I chastise myself for feeling guilty. She's the one who cheated on me.

My mind drowns out other people, as I walk to the chapel.

The steel metal door slams shut behind me.

I see Morello crying in one of the pews.

Shuffling my feet over, her sobbing continues.

"Morello?" I ask shyly.

She pulls her hands away from her face and looks at me.

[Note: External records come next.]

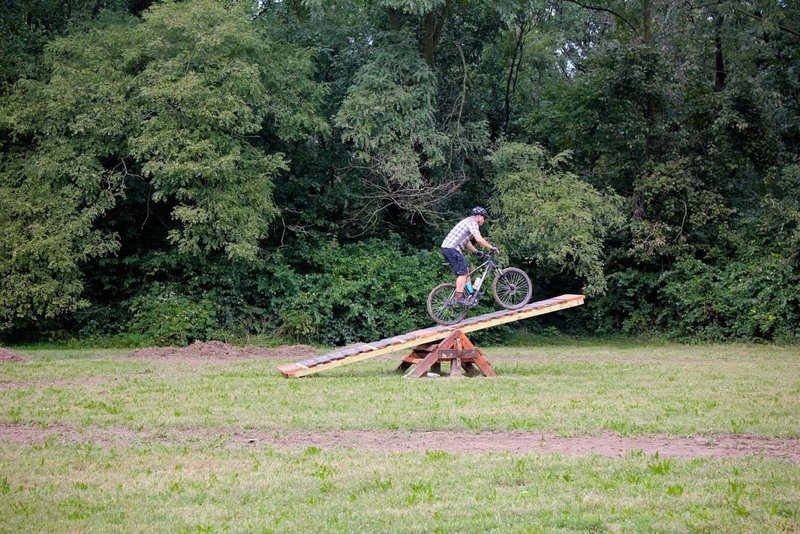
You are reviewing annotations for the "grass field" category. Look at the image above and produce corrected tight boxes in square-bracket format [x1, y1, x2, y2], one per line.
[0, 343, 800, 532]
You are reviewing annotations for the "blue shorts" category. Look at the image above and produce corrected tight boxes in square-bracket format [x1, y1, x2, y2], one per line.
[442, 248, 469, 276]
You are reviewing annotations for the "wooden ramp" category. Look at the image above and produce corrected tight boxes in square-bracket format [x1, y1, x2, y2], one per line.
[278, 295, 584, 378]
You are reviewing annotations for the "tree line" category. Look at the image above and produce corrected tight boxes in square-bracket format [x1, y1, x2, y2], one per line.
[0, 0, 800, 343]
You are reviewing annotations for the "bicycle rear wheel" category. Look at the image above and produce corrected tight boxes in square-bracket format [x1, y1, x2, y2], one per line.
[492, 267, 533, 310]
[428, 284, 469, 325]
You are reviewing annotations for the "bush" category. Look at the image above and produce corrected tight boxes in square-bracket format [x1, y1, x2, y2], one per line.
[130, 284, 217, 345]
[661, 254, 800, 340]
[280, 240, 444, 345]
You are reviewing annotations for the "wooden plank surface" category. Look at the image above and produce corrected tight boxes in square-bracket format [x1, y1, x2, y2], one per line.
[278, 294, 585, 378]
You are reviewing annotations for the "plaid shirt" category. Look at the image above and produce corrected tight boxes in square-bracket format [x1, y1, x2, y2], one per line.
[442, 216, 481, 252]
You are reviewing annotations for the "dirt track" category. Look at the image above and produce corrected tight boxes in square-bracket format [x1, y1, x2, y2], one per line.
[0, 424, 800, 463]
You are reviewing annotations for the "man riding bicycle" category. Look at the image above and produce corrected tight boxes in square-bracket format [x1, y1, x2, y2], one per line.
[442, 206, 498, 304]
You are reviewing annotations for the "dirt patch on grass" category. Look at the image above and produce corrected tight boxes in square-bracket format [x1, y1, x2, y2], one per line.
[128, 341, 317, 362]
[0, 347, 28, 364]
[0, 423, 800, 463]
[0, 376, 108, 390]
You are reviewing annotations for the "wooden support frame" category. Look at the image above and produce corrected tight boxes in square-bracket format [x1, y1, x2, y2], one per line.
[397, 330, 497, 378]
[278, 294, 585, 378]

Her eye shadow and eye liner are smeared. Her red lipstick is not though.

"Oh. Hey.." She sniffles.

"Are you alright?" I ask timidly. Even though I already knew why she was crying.

"No." She burst into tears again.

I kneel next to her and hug her tightly.

Morello lays her head on my shoulder and continues to cry. Her body shakes as she does so.

"I- I don't u-u-understand why she would d-do this." She says in between sobs.

I remain quiet, not quite having an answer myself. My arms just clench tighter around her.

After awhile, Morello is able to stop crying so hard. We just talk about it. A few times stopping to catch a tear that slips free.

I shake with rage at some point, and cry at some.

My heart has been broken. I never thought It would be, but It is.

It hurts. A lot.

I sigh as both of us get quiet.

We walk back into the prison together and I decide to call Polly.

I add on credits before I call because I know Im running low.

Me and Polly have been talking a lot lately.

Waiting for her to answer, I lean again the wall.

But my call doesn't go through.

Damn Polly. She's probably with Pete, and there both taking care of the baby I suppose.

So I just settle for sitting in the library reading Wuthering Heights.

And I stay there until were called to bed.